The jlpm command is JupyterLab's pinned version of yarn that is installed with JupyterLab. You may use yarn or npm in lieu of jlpm below.

# Clone the repo to your local environment
# Change directory to the etc-jupyterlab-aws-api-s3-handler directory
# Install package in development mode
pip install -e .
# Link your development version of the extension with JupyterLab
jupyter labextension develop . --overwrite
# Server extension must be manually installed in develop mode
jupyter server extension enable etc-jupyterlab-aws-api-s3-handler
# Rebuild extension Typescript source after making changes
jlpm run build

You can watch the source directory and run JupyterLab at the same time in different terminals to watch for changes in the extension's source and automatically rebuild the extension.

# Watch the source directory in one terminal, automatically rebuilding when needed
jlpm run watch
# Run JupyterLab in another terminal
jupyter lab

With the watch command running, every saved change will immediately be built locally and available in your running JupyterLab. Refresh JupyterLab to load the change in your browser (you may need to wait several seconds for the extension to be rebuilt).

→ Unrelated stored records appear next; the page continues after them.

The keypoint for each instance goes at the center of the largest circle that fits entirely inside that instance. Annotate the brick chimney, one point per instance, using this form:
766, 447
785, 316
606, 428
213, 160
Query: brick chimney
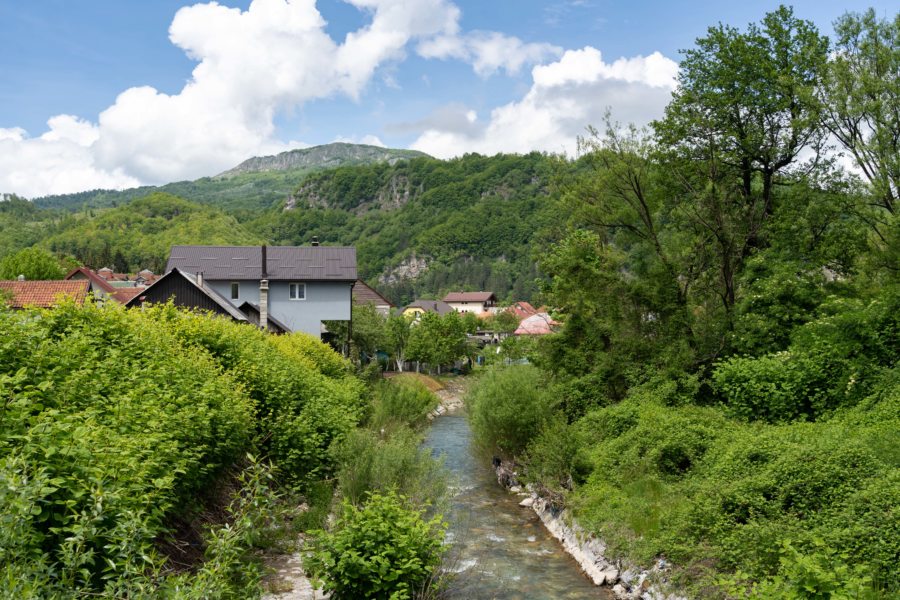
264, 304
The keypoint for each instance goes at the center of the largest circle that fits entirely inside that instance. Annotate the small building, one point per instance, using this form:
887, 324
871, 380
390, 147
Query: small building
419, 307
43, 294
97, 285
473, 302
299, 286
189, 291
364, 294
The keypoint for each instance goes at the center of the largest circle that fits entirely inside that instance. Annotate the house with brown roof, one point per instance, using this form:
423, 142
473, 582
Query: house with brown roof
473, 302
98, 286
190, 291
297, 286
364, 294
418, 307
43, 294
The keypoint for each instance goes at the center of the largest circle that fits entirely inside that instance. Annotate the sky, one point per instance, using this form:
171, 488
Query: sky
120, 93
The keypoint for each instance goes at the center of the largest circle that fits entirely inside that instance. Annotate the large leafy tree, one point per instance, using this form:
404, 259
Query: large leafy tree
748, 98
33, 264
861, 95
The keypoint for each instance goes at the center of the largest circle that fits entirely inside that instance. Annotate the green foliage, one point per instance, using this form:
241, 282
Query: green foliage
438, 340
382, 550
374, 461
507, 408
118, 420
141, 233
829, 364
33, 263
404, 401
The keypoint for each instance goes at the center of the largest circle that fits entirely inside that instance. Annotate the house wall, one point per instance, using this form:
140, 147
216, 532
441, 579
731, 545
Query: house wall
325, 301
472, 307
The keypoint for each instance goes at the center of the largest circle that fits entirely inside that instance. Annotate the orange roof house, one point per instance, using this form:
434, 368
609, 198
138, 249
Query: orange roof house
537, 324
44, 294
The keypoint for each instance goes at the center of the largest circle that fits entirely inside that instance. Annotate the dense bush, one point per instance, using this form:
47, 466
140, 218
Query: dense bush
507, 408
372, 462
401, 401
117, 420
382, 550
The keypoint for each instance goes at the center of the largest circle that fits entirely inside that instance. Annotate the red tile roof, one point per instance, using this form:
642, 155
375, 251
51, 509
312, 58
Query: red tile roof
123, 295
363, 294
469, 297
93, 277
44, 294
537, 324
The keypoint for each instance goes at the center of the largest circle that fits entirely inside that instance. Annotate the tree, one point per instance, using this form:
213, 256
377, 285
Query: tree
398, 334
34, 263
861, 96
749, 99
438, 340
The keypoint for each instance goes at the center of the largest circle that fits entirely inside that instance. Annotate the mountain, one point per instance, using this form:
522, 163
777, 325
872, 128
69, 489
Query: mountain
327, 156
255, 184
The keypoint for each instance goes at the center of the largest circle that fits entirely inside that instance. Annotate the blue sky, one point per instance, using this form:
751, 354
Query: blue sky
443, 76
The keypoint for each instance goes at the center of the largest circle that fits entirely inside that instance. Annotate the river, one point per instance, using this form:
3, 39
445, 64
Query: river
499, 550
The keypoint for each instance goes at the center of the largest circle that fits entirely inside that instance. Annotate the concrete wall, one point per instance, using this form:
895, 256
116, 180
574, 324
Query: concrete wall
325, 301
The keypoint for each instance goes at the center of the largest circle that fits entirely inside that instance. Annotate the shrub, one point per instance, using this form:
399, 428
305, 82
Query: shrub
507, 408
372, 463
406, 401
382, 550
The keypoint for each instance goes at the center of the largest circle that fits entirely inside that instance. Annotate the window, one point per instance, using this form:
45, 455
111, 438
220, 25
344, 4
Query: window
298, 291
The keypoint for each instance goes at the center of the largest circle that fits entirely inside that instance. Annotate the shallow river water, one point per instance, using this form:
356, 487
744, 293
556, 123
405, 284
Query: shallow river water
499, 550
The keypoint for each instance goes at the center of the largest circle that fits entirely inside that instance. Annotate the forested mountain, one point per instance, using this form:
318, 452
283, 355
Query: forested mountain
255, 184
425, 226
421, 226
139, 234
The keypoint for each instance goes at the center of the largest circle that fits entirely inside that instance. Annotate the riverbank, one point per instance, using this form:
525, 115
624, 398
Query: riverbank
626, 582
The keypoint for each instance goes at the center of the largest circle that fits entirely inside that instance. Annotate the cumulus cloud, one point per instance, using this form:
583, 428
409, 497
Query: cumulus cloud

By default, the jlpm run build command generates the source maps for this extension to make it easier to debug using the browser dev tools. To also generate source maps for the JupyterLab core extensions, you can run the following command:

jupyter lab build --minimize=False

Development uninstall

# Server extension must be manually disabled in develop mode
jupyter server extension disable etc-jupyterlab-aws-api-s3-handler
pip uninstall etc-jupyterlab-aws-api-s3-handler

In development mode, you will also need to remove the symlink created by jupyter labextension develop command. To find its location, you can run jupyter labextension list to figure out where the labextensions folder is located. Then you can remove the symlink named etc-jupyterlab-aws-api-s3-handler within that folder.